Historically, it has been difficult to persuade people of the likelihood of AI risk because the examples tend to sound “far-fetched” to audiences not bought in on the premise. One particular problem with many traditional framings for AI takeover is that most people struggle to imagine how e.g. “a robot programmed to bake maximum pies” figures out how to code, locates its own source-code, copies itself elsewhere via an internet connection and then ends the world.

There’s a major logical leap there: “pie-baking” and “coding” are things done by different categories of agent in our society, and so it’s fundamentally odd for people to imagine an agent capable of both. This oddness makes it feel like we must be far away from any system that could be that general, and thus pushes safety concerns to a philosophical exercise.
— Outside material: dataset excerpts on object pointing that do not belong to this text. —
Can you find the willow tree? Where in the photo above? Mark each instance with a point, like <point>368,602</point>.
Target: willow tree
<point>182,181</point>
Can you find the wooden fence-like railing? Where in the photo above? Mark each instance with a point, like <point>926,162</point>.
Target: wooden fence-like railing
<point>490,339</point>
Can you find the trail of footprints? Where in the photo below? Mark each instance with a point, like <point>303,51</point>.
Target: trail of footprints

I want to make the case that the motivating example we should really be using is automatic code generation. Here’s a long list of reasons why:

  • It’s obvious to people why and how a system good at generating code could generate code to copy itself, if it were given an open-ended task. It’s a basic system-reliability precaution that human engineers would also take.
  • For non-experts, they are already afraid of unrestrained hackers and of large tech companies building software products that damage society - this being done by an unaccountable AI fits into an emotional narrative.
  • For software people (whom we most need to convince) the problem of unexpected behaviors from code is extremely intuitive - as is the fact that it is always the case that code bases are too complex for any human to be certain of what they’ll do before they’re run.
  • Code generation does seem to be getting dramatically better, and the memetic/media environment is ripe for people to decide how to feel about these capabilities.
  • Nearly all conceivable scalable prosaic alignment solutions will require some degree of “program verification” - making sure that code isn’t being run with an accidentally terrible utility function, or to verify the outputs of other AIs via code-checking Tool AIs. So we want substantial overlap between the AI safety and AI codegen communities.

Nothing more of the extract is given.